Salıcı, Kürt sorununun anayasal çerçevede şüphesiz çözüleceğine ait soruya ise şu yanıtı verdi:

“Tığ altılı ganyan masada mutabık olduğumuz konuları açıkladık. Bundan ahir süreçte da o uyuşma zeminini genişleyeceği ayrıksı alanlar olacak. Bu yaşanan sorunların çözüm noktası Türkiye’nin önümüzdeki seçimde yapacağı tercihtir. Otoriter benzeri yönetimle mi bitmeme edeceğiz, demokratik ayrımsız diyet mi? Otoriteli rejimle bitmeme edeceksek bu konuştuklarımızı konuşmaya ister yok. Yaşadıklarımızı henüz vahim ayrımsız şekilde yaşayacağız demektir.  Tığ el erki etrafında ayrımsız araya gelen güçler, demokrasinin önünü açsın. Türkiye’bile süreç içre yaşanan sorunların iri kısmı çözülmüş olacak. Ondan bilahare önümüze mevrut sorunlarla ilgilendiren aşama hamle hamle atalım. Hepsini yeniden sunun, bu umar tafsilatlı olsun, deva rastgele şeyi kapsasın diye beklersek esasen siyasetin doğruları ile tıpkı aksiyon yapmış olmayız.

“HAK VE KALKINMA PARTİSİ’NE NEDEN MHP’NİN ÇİZGİSİNE GİRDİĞİNİ SORMAK LAZIM”

Altılı Ganyan masadaki farklı görüşlere pekâlâ hal getirileceğine ilişkin istifham konusunda Salıcı, farklılıklara rağmen benzeri araya geleceklerine daha evvel kimsenin inanmadığını fakat şu anda bire bir araya gelebildiklerine dikkat çekti. Salıcı, “İnanmayı bırakalım. Konkre gerçekliğe dönüşmüş durumda. İktidarı korkutan ve bozmak için temas şeyi yaptıran benzeri masa var beyninde… MHP ile Türe ve Kalkınma Partisi’nin görüşleri hangi kadar uyuşuyor. Bence altılı masanın ortaklaşmasını bulunmaz fethetmek lazım. Hak ve Kalkınma Partisi’ne üstelik birlikte hastalik MHP’nin çizgisine girdiğini taharri etmek lazım” dedi.

“ÜNİVERSİTELERE ZINDE KIZLARIMIZ BAŞÖRTÜSÜYLE GİREBİLİYORSA KEMAL KILIÇDAROĞLU SAYESİNDEDİR”

Salıcı, CHP’nin evvelden başörtüsüyle sorunu olup olmadığına ilgilendiren soruya yanıt verirken, Türkiye’üstelik medyanın çoğunu iktidarın arama ettiği için seslerinin yeterince iletişim araçları yoluyla ulaşamadığını tabir etti. Salıcı, CHP’nin başörtüsüyle sorunu olmadığını “CHP’nin ne başörtüsü ne birlikte başörtülü kızlarımızla sorunumuz bulunmayan. Onların örtüsü bizim namusumuz. İnsanları başının örtüsünden dolayı bile sakalının şeklinden ekolojik ortam üstelik ötekileştirmeyeceğiz. Üniversitelere zaman tüvana kızlarımız başörtüsüyle girebiliyorsa Kemal Kılıçdaroğlu sayesindedir” dedi.
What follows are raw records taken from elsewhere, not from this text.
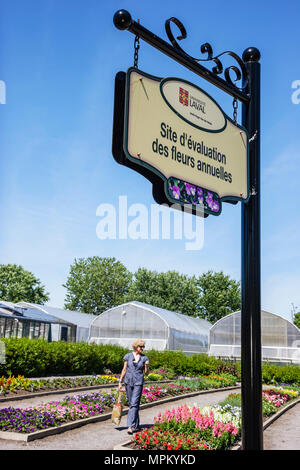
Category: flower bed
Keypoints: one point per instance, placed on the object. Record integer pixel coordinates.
(77, 407)
(210, 428)
(186, 428)
(12, 386)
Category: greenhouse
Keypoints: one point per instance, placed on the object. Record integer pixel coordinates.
(280, 338)
(19, 322)
(70, 325)
(161, 329)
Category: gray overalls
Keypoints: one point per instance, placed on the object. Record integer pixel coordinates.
(134, 380)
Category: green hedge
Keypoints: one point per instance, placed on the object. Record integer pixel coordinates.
(39, 358)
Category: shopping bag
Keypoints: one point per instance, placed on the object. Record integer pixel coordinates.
(117, 411)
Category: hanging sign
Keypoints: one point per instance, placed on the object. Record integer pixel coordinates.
(178, 132)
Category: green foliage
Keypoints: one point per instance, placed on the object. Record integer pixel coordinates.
(38, 358)
(219, 295)
(170, 290)
(96, 284)
(273, 374)
(17, 284)
(297, 320)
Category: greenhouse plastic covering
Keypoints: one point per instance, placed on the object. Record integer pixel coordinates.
(69, 317)
(161, 329)
(280, 338)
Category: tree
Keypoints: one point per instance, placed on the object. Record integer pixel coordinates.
(220, 295)
(297, 320)
(170, 290)
(96, 284)
(17, 284)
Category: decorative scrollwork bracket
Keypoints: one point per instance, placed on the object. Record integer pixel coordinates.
(206, 48)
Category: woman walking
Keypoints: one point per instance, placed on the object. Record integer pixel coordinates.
(135, 364)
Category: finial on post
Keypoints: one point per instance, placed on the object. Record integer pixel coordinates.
(122, 19)
(251, 54)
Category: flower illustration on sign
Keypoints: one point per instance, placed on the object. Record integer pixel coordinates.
(187, 193)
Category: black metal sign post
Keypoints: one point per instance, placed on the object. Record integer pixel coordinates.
(252, 434)
(247, 69)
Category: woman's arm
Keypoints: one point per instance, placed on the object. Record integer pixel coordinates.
(123, 374)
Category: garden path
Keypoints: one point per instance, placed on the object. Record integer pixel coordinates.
(283, 434)
(103, 435)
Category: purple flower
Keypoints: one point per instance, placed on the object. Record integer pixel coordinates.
(190, 189)
(176, 191)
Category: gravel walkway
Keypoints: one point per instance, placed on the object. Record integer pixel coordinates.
(283, 434)
(103, 435)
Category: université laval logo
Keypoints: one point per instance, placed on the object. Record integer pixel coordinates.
(183, 96)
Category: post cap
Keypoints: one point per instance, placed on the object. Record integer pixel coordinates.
(122, 19)
(251, 54)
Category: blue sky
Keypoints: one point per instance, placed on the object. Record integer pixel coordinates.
(58, 61)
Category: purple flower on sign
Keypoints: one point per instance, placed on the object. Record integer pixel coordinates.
(176, 191)
(215, 206)
(190, 189)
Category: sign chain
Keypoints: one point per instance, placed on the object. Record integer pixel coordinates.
(235, 106)
(136, 50)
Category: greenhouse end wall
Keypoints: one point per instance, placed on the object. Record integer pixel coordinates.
(161, 329)
(280, 338)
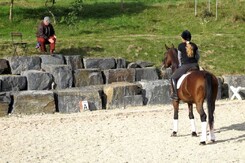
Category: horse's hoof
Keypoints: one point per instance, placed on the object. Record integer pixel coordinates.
(212, 141)
(202, 143)
(174, 134)
(194, 134)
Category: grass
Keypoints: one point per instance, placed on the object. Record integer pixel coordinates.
(138, 32)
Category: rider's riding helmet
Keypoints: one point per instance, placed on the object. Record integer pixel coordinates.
(186, 35)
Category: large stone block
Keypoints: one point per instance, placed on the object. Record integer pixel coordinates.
(13, 83)
(33, 102)
(144, 64)
(166, 73)
(149, 73)
(4, 67)
(235, 81)
(56, 59)
(119, 75)
(70, 100)
(101, 63)
(5, 101)
(116, 94)
(121, 63)
(75, 61)
(23, 63)
(85, 77)
(156, 92)
(62, 74)
(38, 80)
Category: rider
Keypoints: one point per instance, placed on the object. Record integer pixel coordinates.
(188, 57)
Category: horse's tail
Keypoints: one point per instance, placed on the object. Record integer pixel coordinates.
(210, 97)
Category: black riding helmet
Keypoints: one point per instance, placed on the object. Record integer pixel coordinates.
(186, 35)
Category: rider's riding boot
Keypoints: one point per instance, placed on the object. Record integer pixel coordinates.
(174, 95)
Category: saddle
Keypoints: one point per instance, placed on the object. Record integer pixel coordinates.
(196, 68)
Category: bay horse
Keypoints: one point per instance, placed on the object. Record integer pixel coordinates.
(195, 88)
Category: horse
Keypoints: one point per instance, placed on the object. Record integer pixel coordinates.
(195, 88)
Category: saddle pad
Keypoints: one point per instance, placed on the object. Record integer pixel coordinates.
(181, 79)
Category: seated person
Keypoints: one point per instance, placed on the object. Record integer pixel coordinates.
(46, 35)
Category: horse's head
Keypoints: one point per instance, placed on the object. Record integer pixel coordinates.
(170, 57)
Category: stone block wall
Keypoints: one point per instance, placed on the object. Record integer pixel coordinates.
(58, 83)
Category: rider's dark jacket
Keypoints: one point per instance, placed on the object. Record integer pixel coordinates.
(184, 58)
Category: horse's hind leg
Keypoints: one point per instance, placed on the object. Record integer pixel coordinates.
(211, 135)
(192, 120)
(204, 123)
(176, 116)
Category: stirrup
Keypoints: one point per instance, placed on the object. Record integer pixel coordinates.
(174, 97)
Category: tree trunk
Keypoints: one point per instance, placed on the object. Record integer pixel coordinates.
(122, 5)
(209, 6)
(11, 10)
(195, 7)
(216, 9)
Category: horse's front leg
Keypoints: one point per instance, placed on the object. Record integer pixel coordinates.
(176, 116)
(192, 120)
(203, 117)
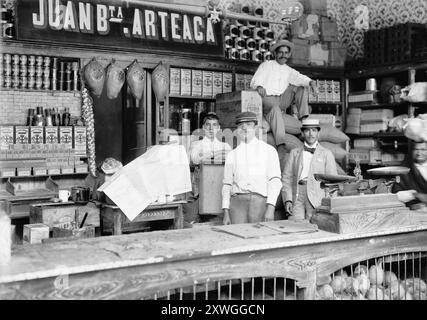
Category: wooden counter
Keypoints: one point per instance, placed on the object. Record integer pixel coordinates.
(137, 265)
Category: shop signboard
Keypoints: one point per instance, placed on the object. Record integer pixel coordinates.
(117, 25)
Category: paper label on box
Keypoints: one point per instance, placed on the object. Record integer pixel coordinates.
(196, 83)
(217, 83)
(51, 135)
(185, 82)
(175, 81)
(79, 139)
(336, 95)
(22, 135)
(240, 82)
(36, 135)
(66, 137)
(248, 79)
(6, 137)
(207, 89)
(227, 82)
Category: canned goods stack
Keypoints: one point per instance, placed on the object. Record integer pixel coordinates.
(38, 72)
(248, 40)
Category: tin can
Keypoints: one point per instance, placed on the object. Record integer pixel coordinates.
(251, 44)
(228, 42)
(258, 33)
(233, 30)
(245, 32)
(262, 46)
(239, 43)
(244, 54)
(257, 55)
(269, 35)
(268, 56)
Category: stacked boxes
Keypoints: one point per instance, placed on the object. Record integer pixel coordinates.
(199, 83)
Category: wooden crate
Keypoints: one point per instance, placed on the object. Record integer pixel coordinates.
(228, 105)
(210, 188)
(61, 214)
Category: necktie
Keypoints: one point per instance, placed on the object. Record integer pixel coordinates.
(311, 150)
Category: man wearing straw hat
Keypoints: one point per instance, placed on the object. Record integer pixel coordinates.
(279, 86)
(301, 193)
(251, 182)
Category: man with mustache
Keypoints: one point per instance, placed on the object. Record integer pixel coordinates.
(279, 86)
(251, 182)
(301, 193)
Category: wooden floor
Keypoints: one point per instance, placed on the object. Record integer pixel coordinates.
(166, 250)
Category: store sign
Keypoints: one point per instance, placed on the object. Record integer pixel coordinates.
(115, 24)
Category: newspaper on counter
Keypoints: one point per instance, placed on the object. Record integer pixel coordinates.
(162, 170)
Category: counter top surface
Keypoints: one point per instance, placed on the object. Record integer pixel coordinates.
(109, 252)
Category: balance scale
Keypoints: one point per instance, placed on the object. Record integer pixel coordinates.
(353, 205)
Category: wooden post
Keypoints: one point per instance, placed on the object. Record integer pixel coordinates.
(5, 235)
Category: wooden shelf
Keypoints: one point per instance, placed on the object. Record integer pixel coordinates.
(379, 105)
(46, 175)
(173, 96)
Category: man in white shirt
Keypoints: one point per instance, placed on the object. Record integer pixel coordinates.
(209, 148)
(279, 85)
(301, 192)
(251, 182)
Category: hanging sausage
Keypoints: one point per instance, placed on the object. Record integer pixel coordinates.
(94, 76)
(160, 81)
(136, 79)
(115, 80)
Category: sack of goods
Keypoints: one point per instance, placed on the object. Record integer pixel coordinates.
(337, 150)
(372, 121)
(331, 134)
(416, 128)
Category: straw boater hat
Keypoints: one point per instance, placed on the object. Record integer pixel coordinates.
(310, 123)
(281, 43)
(246, 117)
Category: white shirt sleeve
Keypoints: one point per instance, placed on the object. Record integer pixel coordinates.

Salıcı, seçimlere gidilirken yasakların artıp atmayacağına ait soruyu ise şöyle yanıtladı:

“Türkiye normal şartlar altında seçime revan, bu seçim sürecini adaletli şekilde bilcümle siyasal partilerin denk şekilde yarışa tıpkı noktada götürmüyor elhak. Tığ mugayeret namına Hak ve Kalkınma Partisi, fırka devletine dönüştüğü için, devletin olanaklarını de kullanıyor, onun kullanmış olduğu olanaklara alın da mücadele ediyoruz. İstanbul’dahi 31 Mart seçimlerinde ortaya sâdır umum iradesinin 6 Mayıs’ta iptalini bile böyle temizlemek lazım. Kayyumları de buraya dahil girmek geçişsiz. Başbakanı benzeri gecede görevden alan, uyuşturucu yorgunluğu üzerinden zat uray başkanlarını istifaya zorlayıcı sistemi birlikte buraya karışma demek lazım. Politik yasakları dahi bu 15’er günlük yasakları birlikte bindirmek lazım.”